Following the 2002 ballot measure, the value of Oregon’s minimum wage was increased in 2003 and each year since has been adjusted for inflation. On January 1, 2007, Oregon’s minimum wage rose from $7.50 to $7.80 an hour.

Despite the annual adjustment, a minimum wage worker in Oregon supporting a three-person family by working full-time, year-round in 2007 will not escape poverty. Such a worker will earn $16,224 in 2007, $946 less than the poverty line for a family of three.

The poverty guidelines, sometimes referred to as the “federal poverty level,” define who is officially considered “poor.” State and federal agencies use the guidelines to determine eligibility for a range of programs, such as National School Lunch Program, Legal Services, Food Stamps, and the Oregon Health Plan. The guidelines are not used for the state’s cash assistance welfare program, called Temporary Assistance to Needy Families (TANF), or for determining eligibility for the federal or state earned income tax credits.
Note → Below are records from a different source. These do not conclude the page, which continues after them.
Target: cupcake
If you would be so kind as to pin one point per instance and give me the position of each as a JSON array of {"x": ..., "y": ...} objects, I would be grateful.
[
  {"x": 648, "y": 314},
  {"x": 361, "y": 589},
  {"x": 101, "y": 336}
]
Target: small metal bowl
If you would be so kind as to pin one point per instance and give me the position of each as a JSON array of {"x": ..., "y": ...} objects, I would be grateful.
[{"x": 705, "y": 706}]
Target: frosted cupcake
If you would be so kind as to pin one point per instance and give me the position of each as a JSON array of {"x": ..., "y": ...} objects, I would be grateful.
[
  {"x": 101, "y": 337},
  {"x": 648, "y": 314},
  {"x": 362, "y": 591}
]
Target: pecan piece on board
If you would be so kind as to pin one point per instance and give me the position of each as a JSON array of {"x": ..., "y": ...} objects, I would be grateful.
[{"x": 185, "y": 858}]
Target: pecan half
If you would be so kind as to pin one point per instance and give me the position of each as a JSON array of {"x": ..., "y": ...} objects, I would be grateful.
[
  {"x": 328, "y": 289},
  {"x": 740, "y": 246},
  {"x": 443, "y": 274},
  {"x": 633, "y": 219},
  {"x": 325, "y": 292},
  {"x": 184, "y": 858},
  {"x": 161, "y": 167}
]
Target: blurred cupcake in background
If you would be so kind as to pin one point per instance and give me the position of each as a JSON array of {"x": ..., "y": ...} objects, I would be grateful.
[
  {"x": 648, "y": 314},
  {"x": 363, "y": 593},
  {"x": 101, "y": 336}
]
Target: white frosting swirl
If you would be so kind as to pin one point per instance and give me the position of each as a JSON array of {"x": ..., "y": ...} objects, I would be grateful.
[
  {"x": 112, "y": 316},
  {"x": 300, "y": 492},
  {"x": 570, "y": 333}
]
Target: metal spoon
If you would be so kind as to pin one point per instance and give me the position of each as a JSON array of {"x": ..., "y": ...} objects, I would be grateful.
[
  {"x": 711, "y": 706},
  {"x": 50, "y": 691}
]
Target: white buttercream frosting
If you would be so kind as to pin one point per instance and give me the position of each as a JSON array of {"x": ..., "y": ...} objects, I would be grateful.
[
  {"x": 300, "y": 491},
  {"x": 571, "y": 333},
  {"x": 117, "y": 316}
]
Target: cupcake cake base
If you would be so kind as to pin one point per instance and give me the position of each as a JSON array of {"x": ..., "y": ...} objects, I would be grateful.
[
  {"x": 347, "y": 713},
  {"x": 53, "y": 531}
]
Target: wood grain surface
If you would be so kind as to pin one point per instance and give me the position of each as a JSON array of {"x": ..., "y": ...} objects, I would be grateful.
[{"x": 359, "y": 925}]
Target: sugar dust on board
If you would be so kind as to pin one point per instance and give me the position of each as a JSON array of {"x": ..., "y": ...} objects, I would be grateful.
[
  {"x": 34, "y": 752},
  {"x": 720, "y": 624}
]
The Federal Poverty Guidelines are based on the size of the family and are applicable to the 48 contiguous states and the District of Columbia; the federal government sets different guidelines for Alaska and Hawaii. “The poor” are families with incomes at or below the poverty guidelines. While the term is not officially defined, “low income” often means families with incomes at or below 200 percent (twice) the poverty guidelines.

The Oregon Center for Public Policy is a non-partisan research institute that does in-depth research and analysis on budget, tax, and economic issues.